Gideon continued his forefather Manasseh’s legacy of honoring his parents. The verse states that Joash’s son Gideon “was then beating out wheat inside a winepress in order to keep it safe from the Midianites.” The medieval commentator, Rabbi David Kimche, explains that initially, Joash himself was beating the wheat. But his son Gideon said to him: “My father, you have grown old; please go inside the house and allow me to beat the wheat instead of you. For if the Midianite [plunderers] come while you are beating the wheat, you won’t have the strength to run from them [and hide the wheat].” In the merit of honoring his father, even in a dangerous situation, Gideon was chosen to be the savior of the people of Israel.
Modern culture is obsessed with youth. Television, movies and media all highlight young people in the prime of their lives, and generally ignore the elders of our society.

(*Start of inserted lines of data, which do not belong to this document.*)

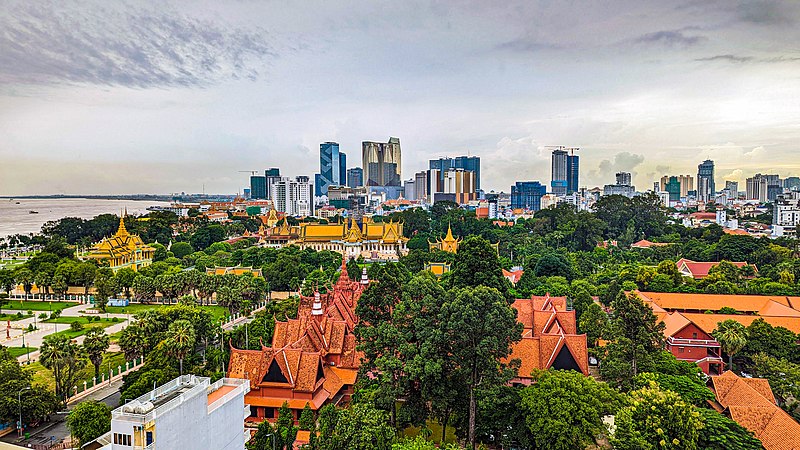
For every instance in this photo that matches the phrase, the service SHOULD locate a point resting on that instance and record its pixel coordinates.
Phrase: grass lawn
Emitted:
(436, 436)
(73, 334)
(36, 305)
(13, 317)
(19, 351)
(217, 312)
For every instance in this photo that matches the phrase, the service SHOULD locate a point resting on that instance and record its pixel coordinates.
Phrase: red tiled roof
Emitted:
(750, 402)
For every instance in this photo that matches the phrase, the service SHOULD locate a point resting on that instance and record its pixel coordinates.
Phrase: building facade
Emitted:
(355, 177)
(705, 181)
(381, 163)
(470, 163)
(558, 172)
(294, 197)
(123, 250)
(527, 195)
(188, 412)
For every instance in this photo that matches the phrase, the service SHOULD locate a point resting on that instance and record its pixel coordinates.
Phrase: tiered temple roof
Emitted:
(123, 250)
(312, 359)
(549, 338)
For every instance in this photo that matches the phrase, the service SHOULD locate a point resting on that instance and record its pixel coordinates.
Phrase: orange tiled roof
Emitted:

By contrast, the tribe of Manasseh, and Gideon in particular, highlight the importance of honoring our parents and our elders. By following in their footsteps, we not only honor the memory of those who came before us, but we also tap into the wealth of knowledge and wisdom they have accumulated over their lifetime. When we show them respect, we acknowledge their contributions to society and the value they bring to our lives. By following in the footsteps of Gideon and his forefather Manasseh, we too can honor the legacy of our own elders and ensure that their memory and influence lives on for future generations.